Ernennung zum Soldat auf Zeit ? – Was ist zu tun?

Soldaten auf Zeit und Berufssoldaten genießen freie Heilfürsorge. Der Dienstherr – in diesem Fall die Bundeswehr – übernimmt die entstehenden Krankheitskosten. Soldaten benötigen also weder eine private noch eine gesetzliche Krankenversicherung. Die Heilfürsorge ist etwas sehr komfortables und wertvolles für Soldaten und der Eintritt erfolgt automatisch zu Dienstbeginn. Doch damit ist es für einen zukünftigen Soldaten nicht getan. Jeder Soldat ist gesetzlich verpflichtet eine Pflegeversicherung abzuschließen. Versäumt man dieses droht sogar ein Bußgeld von bis zu 2.500,00 Euro.

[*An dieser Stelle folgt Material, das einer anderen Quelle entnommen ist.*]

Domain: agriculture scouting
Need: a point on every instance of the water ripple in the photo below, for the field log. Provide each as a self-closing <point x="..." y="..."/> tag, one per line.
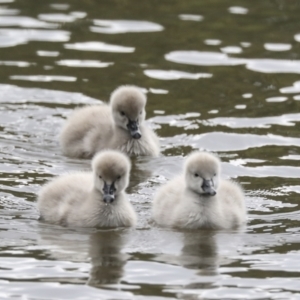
<point x="124" y="26"/>
<point x="174" y="75"/>
<point x="99" y="46"/>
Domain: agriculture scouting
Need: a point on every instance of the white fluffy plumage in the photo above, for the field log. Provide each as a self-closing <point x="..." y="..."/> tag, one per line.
<point x="119" y="125"/>
<point x="90" y="199"/>
<point x="199" y="198"/>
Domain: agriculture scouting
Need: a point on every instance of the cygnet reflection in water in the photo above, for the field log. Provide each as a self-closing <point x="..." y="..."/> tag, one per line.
<point x="106" y="257"/>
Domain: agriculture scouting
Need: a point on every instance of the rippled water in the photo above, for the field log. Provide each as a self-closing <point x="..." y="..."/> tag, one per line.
<point x="219" y="75"/>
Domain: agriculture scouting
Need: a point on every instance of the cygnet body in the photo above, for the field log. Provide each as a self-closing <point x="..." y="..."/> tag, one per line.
<point x="199" y="198"/>
<point x="90" y="199"/>
<point x="119" y="125"/>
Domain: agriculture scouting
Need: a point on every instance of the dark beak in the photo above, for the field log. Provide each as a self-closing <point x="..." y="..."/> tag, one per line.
<point x="108" y="193"/>
<point x="134" y="130"/>
<point x="208" y="188"/>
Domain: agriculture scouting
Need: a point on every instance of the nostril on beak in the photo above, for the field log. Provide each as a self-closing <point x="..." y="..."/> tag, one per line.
<point x="108" y="198"/>
<point x="136" y="135"/>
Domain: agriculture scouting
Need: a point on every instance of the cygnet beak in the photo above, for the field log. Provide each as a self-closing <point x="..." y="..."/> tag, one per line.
<point x="208" y="188"/>
<point x="134" y="130"/>
<point x="108" y="193"/>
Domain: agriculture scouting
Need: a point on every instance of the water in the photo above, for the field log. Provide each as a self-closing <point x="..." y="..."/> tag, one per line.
<point x="219" y="75"/>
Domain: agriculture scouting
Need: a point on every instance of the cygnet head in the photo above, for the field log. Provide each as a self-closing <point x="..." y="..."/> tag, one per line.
<point x="202" y="171"/>
<point x="111" y="173"/>
<point x="128" y="109"/>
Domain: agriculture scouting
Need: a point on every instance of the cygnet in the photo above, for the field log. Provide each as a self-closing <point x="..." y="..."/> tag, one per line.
<point x="119" y="125"/>
<point x="199" y="198"/>
<point x="90" y="199"/>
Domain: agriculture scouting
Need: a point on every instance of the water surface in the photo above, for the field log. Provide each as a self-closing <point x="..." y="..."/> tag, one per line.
<point x="220" y="76"/>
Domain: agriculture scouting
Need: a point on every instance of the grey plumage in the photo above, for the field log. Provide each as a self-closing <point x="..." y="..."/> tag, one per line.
<point x="78" y="199"/>
<point x="119" y="125"/>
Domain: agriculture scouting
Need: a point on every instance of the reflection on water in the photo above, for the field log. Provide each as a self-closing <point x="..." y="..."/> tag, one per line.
<point x="106" y="258"/>
<point x="219" y="76"/>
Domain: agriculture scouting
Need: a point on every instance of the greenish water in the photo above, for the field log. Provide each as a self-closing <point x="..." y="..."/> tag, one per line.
<point x="219" y="75"/>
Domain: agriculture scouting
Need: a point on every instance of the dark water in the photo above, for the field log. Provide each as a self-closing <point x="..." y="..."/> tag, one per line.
<point x="219" y="75"/>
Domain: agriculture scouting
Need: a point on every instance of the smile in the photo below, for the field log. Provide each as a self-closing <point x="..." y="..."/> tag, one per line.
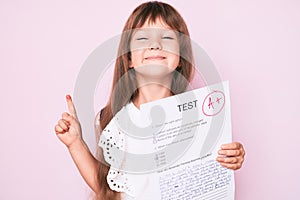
<point x="155" y="58"/>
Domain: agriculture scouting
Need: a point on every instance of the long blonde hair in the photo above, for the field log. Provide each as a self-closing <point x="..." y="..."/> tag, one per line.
<point x="126" y="91"/>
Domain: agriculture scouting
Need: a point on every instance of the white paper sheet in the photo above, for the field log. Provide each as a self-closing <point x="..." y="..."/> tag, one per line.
<point x="169" y="149"/>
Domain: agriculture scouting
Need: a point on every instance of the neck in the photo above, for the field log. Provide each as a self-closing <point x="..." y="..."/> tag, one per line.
<point x="150" y="93"/>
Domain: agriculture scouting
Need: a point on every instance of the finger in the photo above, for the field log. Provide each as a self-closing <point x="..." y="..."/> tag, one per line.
<point x="59" y="130"/>
<point x="229" y="152"/>
<point x="67" y="117"/>
<point x="63" y="124"/>
<point x="230" y="160"/>
<point x="71" y="106"/>
<point x="232" y="166"/>
<point x="233" y="145"/>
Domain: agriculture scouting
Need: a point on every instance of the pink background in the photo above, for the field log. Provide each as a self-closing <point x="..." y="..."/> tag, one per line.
<point x="254" y="44"/>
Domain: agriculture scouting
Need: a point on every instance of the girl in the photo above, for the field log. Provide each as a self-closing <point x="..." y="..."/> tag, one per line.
<point x="140" y="48"/>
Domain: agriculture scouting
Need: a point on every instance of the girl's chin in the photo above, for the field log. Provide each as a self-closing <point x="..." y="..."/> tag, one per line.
<point x="153" y="71"/>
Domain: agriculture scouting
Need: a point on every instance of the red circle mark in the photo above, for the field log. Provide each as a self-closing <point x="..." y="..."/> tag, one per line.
<point x="213" y="103"/>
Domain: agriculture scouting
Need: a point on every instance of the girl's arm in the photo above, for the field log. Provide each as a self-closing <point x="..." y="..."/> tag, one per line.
<point x="86" y="164"/>
<point x="68" y="130"/>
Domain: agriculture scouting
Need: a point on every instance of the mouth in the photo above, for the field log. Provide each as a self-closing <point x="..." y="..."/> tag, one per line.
<point x="155" y="58"/>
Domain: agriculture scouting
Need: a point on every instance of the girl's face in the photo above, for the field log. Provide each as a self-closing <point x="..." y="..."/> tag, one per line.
<point x="154" y="45"/>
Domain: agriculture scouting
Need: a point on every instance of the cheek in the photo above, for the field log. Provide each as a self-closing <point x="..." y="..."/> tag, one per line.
<point x="136" y="58"/>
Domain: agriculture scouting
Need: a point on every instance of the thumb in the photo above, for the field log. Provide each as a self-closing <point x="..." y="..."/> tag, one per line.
<point x="71" y="106"/>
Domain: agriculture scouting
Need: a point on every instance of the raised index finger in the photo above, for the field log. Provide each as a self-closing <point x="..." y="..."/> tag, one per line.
<point x="71" y="106"/>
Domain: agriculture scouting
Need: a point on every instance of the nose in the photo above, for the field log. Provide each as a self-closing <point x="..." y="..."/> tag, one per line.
<point x="155" y="45"/>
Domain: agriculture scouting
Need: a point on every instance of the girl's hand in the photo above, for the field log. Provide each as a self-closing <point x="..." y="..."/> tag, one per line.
<point x="68" y="129"/>
<point x="231" y="155"/>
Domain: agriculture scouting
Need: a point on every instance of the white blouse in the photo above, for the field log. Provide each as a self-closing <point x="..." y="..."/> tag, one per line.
<point x="132" y="186"/>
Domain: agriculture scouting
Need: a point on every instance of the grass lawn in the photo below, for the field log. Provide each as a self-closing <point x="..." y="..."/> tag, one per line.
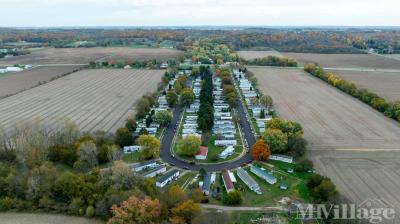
<point x="132" y="158"/>
<point x="271" y="194"/>
<point x="185" y="179"/>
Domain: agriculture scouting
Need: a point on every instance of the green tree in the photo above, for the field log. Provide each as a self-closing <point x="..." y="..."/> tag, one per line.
<point x="297" y="145"/>
<point x="276" y="140"/>
<point x="150" y="146"/>
<point x="187" y="96"/>
<point x="163" y="117"/>
<point x="123" y="137"/>
<point x="131" y="124"/>
<point x="87" y="159"/>
<point x="172" y="98"/>
<point x="188" y="146"/>
<point x="67" y="187"/>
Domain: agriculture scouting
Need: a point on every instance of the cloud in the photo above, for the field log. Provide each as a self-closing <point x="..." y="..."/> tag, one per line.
<point x="199" y="12"/>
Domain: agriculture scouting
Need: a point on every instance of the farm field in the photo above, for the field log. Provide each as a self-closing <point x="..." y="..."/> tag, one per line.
<point x="346" y="60"/>
<point x="385" y="84"/>
<point x="395" y="56"/>
<point x="12" y="83"/>
<point x="249" y="55"/>
<point x="357" y="147"/>
<point x="93" y="99"/>
<point x="331" y="119"/>
<point x="26" y="218"/>
<point x="85" y="55"/>
<point x="362" y="176"/>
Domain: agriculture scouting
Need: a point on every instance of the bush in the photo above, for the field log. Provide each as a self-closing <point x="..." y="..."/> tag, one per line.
<point x="90" y="211"/>
<point x="304" y="165"/>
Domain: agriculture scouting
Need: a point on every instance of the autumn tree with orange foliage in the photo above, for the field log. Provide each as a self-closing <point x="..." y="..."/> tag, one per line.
<point x="136" y="211"/>
<point x="260" y="150"/>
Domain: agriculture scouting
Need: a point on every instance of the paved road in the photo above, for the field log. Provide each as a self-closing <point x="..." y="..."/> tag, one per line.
<point x="169" y="133"/>
<point x="227" y="208"/>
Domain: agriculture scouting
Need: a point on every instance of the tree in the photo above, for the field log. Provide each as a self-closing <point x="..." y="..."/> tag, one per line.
<point x="142" y="107"/>
<point x="174" y="196"/>
<point x="40" y="181"/>
<point x="187" y="210"/>
<point x="122" y="176"/>
<point x="198" y="195"/>
<point x="172" y="98"/>
<point x="297" y="145"/>
<point x="276" y="140"/>
<point x="232" y="198"/>
<point x="187" y="96"/>
<point x="87" y="156"/>
<point x="131" y="124"/>
<point x="67" y="187"/>
<point x="304" y="165"/>
<point x="189" y="145"/>
<point x="123" y="137"/>
<point x="232" y="99"/>
<point x="136" y="211"/>
<point x="266" y="101"/>
<point x="163" y="117"/>
<point x="260" y="150"/>
<point x="150" y="146"/>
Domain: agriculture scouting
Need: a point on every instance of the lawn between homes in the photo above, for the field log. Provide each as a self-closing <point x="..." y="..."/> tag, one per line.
<point x="213" y="150"/>
<point x="271" y="194"/>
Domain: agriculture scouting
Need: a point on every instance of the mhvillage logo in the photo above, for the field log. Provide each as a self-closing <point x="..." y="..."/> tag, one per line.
<point x="371" y="210"/>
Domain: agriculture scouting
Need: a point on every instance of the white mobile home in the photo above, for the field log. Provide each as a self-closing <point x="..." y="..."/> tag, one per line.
<point x="225" y="142"/>
<point x="131" y="149"/>
<point x="167" y="178"/>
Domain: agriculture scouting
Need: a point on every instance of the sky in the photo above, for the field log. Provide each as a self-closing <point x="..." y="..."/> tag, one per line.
<point x="50" y="13"/>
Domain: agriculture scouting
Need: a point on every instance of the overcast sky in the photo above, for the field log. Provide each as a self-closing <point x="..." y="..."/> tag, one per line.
<point x="39" y="13"/>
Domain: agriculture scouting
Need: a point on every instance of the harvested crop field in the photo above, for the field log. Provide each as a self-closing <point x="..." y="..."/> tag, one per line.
<point x="12" y="83"/>
<point x="355" y="146"/>
<point x="362" y="176"/>
<point x="249" y="55"/>
<point x="346" y="60"/>
<point x="93" y="99"/>
<point x="26" y="218"/>
<point x="85" y="55"/>
<point x="384" y="83"/>
<point x="331" y="119"/>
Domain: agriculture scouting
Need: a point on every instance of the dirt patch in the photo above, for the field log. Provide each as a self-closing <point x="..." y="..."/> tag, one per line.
<point x="345" y="60"/>
<point x="26" y="218"/>
<point x="85" y="55"/>
<point x="351" y="143"/>
<point x="385" y="84"/>
<point x="94" y="99"/>
<point x="249" y="55"/>
<point x="16" y="82"/>
<point x="331" y="119"/>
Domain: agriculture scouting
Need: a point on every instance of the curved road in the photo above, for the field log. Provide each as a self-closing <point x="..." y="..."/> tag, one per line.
<point x="166" y="144"/>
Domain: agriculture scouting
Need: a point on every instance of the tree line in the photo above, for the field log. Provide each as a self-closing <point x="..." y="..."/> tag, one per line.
<point x="270" y="61"/>
<point x="205" y="118"/>
<point x="390" y="109"/>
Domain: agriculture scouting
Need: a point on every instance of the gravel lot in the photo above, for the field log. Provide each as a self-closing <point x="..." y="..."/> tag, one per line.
<point x="94" y="99"/>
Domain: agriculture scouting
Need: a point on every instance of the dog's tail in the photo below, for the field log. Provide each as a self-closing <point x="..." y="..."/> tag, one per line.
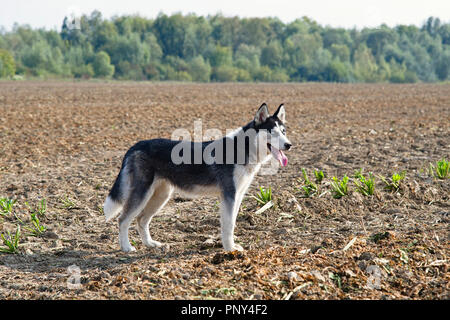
<point x="115" y="201"/>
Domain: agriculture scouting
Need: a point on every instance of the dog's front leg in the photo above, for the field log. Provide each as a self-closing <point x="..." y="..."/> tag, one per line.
<point x="227" y="222"/>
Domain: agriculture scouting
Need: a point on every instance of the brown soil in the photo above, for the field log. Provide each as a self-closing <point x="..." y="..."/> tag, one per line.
<point x="64" y="142"/>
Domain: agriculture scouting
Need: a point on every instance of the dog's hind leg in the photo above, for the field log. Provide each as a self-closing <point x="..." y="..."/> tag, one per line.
<point x="228" y="215"/>
<point x="161" y="194"/>
<point x="136" y="202"/>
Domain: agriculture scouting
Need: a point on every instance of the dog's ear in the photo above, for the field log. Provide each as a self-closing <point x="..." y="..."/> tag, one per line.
<point x="262" y="114"/>
<point x="280" y="113"/>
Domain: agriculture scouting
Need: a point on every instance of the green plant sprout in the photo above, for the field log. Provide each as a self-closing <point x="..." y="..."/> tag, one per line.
<point x="339" y="187"/>
<point x="364" y="185"/>
<point x="6" y="205"/>
<point x="394" y="183"/>
<point x="441" y="169"/>
<point x="264" y="195"/>
<point x="10" y="241"/>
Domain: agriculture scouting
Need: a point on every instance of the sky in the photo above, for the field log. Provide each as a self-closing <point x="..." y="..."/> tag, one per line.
<point x="338" y="13"/>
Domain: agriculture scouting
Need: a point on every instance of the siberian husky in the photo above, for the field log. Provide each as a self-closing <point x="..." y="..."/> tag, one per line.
<point x="153" y="169"/>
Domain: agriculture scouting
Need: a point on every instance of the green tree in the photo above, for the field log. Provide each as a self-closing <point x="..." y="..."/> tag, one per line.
<point x="199" y="69"/>
<point x="102" y="65"/>
<point x="7" y="64"/>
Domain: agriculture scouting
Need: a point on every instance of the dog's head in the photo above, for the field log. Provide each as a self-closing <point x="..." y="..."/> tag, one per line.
<point x="274" y="127"/>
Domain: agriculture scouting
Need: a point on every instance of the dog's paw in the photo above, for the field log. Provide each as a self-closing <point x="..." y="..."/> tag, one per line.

Während der Dienstzeit ist also alles geregelt. Doch was passiert nach dem aktiven Dienst?      Die freie Heilfürsorge entfällt. Anstelle des Anspruchs auf Heilfürsorge hat der frisch ausgeschiedene Soldat nun einen Anspruch auf 70 Prozent Beihilfe des Bundes. Die fehlenden 30 Prozent Versicherungsschutz müssen vom Soldaten eigenständig organisiert werden. Dieses kann je nach Alter und Gesundheitszustand sehr teuer werden.

Aus diesem Grund empfiehlt der Dienstherr jedem Soldaten bei Beginn seiner Dienstzeit eine Anwartschaft für die Krankenversicherung. Die Anwartschaft wird zusammen mit der Pflegeversicherung abgeschlossen. Sie bietet den Vorteil, dass sowohl das Alter als auch der Gesundheitszustand eingefroren wird. Hierdurch können dem Soldaten nach Ende der Dienstzeit gute Konditionen ohne eine erneute Gesundheitsprüfung gewährt werden.

Die Continentale Versicherung wird von der „Förderungsgesellschaft des Deutschen Bundeswehr Verbandes mbH“ empfohlen.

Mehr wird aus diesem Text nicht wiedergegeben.